Едва отворила француженка дверь, как отворилась и соседняя, все-таки там жили Выгодские, и благообразный хозяин, отворяя почтовый ящик, церемонно раскланялся с француженкой. Тут в глубине, в полуосвещенной прихожей, возникла фигура одноглазого бандита с лицом как нож, черная повязка точно у Кутузова либо у Нельсона; почему-то был он то ли в алой феске, то ли в красной тюбетейке. Девочка вскрикнула и помчалась вниз по лестнице. Француженка кричала ей вслед:

— Qu’es-ce que te prend, ma petite?! Подожди меня! Я не могу нестись за тобой по ступенькам как помешанная!

Любимый пьющий чучеломедведь в витрине на Невском напомнил ей о шубах в коридорном шкафу; когда он опрокинул в пасть свой традиционный стакан с томатным соком, ей показалось, что он пьет кровь.

Навстречу шел милиционер. Она так и вцепилась в руку француженки.

— Qu’as-tu? Что с тобой?

— Скажите, — спросила она, — если бы вы узнали, что мои дедушка с бабушкой участвуют с ворами в торговле краденым, сообщили бы вы об этом в милицию?

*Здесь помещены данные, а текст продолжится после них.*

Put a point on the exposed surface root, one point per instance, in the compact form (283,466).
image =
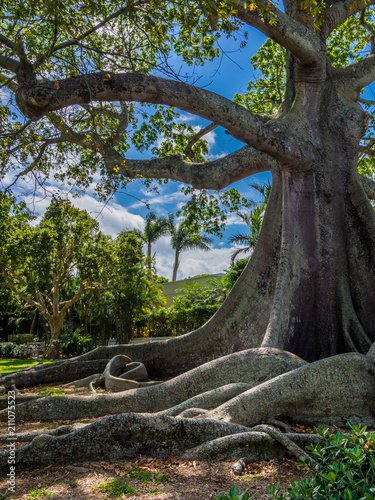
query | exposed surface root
(210,399)
(18,400)
(119,437)
(332,391)
(252,366)
(59,372)
(26,437)
(283,439)
(252,446)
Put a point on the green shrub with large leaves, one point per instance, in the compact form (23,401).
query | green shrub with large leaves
(344,469)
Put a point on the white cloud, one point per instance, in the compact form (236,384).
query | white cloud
(113,218)
(192,262)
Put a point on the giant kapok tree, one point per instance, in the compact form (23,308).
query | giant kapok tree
(292,342)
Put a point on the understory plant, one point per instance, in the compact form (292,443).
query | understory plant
(232,495)
(344,468)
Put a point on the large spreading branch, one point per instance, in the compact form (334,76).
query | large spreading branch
(288,32)
(368,186)
(338,12)
(355,77)
(277,140)
(85,34)
(210,175)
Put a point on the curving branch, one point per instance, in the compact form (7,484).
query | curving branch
(85,34)
(210,175)
(5,81)
(288,32)
(355,77)
(366,101)
(10,44)
(189,147)
(371,31)
(45,96)
(338,12)
(368,186)
(9,64)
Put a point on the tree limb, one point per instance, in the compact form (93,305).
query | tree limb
(9,64)
(355,77)
(84,35)
(366,101)
(189,147)
(36,101)
(10,44)
(288,32)
(211,175)
(338,12)
(370,29)
(368,186)
(8,82)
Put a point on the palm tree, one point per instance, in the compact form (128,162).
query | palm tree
(183,239)
(154,228)
(253,219)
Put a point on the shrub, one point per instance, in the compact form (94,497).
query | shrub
(75,343)
(115,488)
(232,495)
(11,350)
(345,469)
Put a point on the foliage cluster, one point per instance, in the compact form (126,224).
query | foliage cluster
(192,307)
(344,469)
(64,270)
(75,343)
(232,495)
(11,349)
(115,488)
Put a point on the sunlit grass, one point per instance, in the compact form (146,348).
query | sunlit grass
(12,365)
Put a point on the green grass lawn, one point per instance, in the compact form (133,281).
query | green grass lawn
(12,365)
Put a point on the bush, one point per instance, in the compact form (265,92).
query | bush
(232,495)
(21,338)
(345,469)
(75,343)
(11,350)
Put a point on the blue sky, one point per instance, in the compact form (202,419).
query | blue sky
(227,75)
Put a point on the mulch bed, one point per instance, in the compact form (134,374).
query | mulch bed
(185,480)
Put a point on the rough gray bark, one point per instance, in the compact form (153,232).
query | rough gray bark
(308,288)
(251,367)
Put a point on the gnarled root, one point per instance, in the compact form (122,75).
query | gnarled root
(252,446)
(251,367)
(118,437)
(26,437)
(210,399)
(59,372)
(331,391)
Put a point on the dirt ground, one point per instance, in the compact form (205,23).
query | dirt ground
(169,478)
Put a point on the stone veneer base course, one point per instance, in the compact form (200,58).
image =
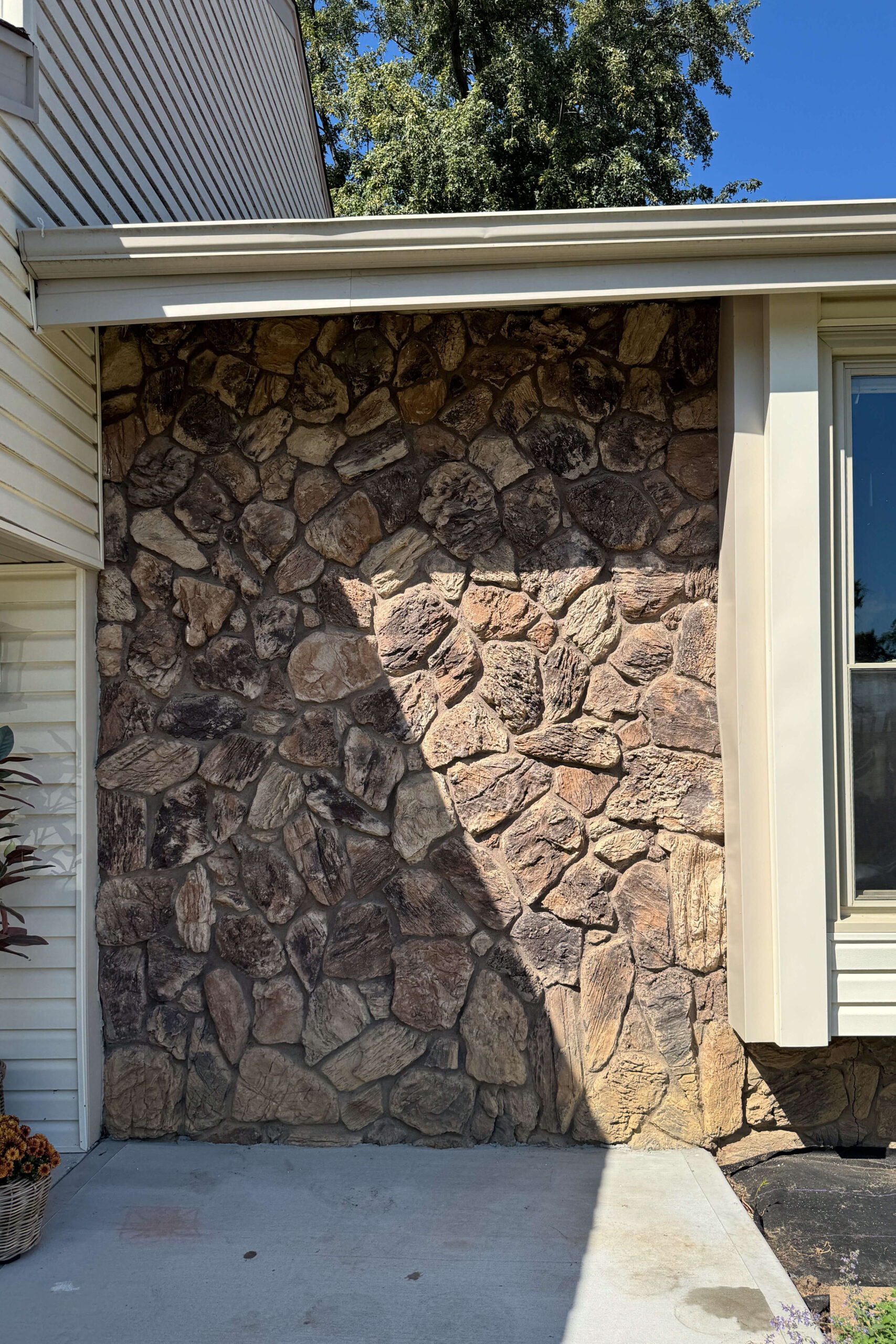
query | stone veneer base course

— Quelle idee! — воскликнула француженка. — Твои дедушка с бабушкой — честные благородные люди, никакого отношения не имеющие ни к краденому, ни к ворам!

Тут пришла ей на ум бирюзовая булавочка, да ведь она сама теперь воровка, причастная к шайке, мысль о милиции растаяла в морозном воздухе.

Вечером дедушка, устав от обхода больных, операционного дня, слушетелей, редактирования статей и диссертаций на дому, садился за любимый рояль, черный Blüthner. «Я несостоявшийся музыкант», — говаривал он. Сын многодетной вдовы, он пошел по медицинской части, это было более хлебное и надежное дело, считала мать. В детстве вычертил он на узкой полосе ватмана рояльную клавиатуру, купил самоучитель, ноты он слышал, слух абсолютный позволял, и, когда через год состоялась его встреча с роялем, он уже умел играть. В Сибири он однажды дирижировал «Евгением Онегиным», подменяя заболевшего дирижера. Услышав его игру, один раз бывший у них в гостях Святослав Рихтер сказал деду: «Вы прекрасный камерный исполнитель». Дед гордился этим комплиментом, говорил, что Рихтер на светские пустые похвалы не горазд.

— Дедушка, у тебя есть ноты оперы «Кармен»?

— Есть, — отвечал, подивившись, дедушка, и из стопки клавиров достал Бизе. — Что тебе сыграть?

— Таверну Лиллас Пастья, — отвечала она, и чуть дрогнул ее голосок, — где встречаются контрабандисты. Или притон в горах. Где Ремендадо и Данкайро.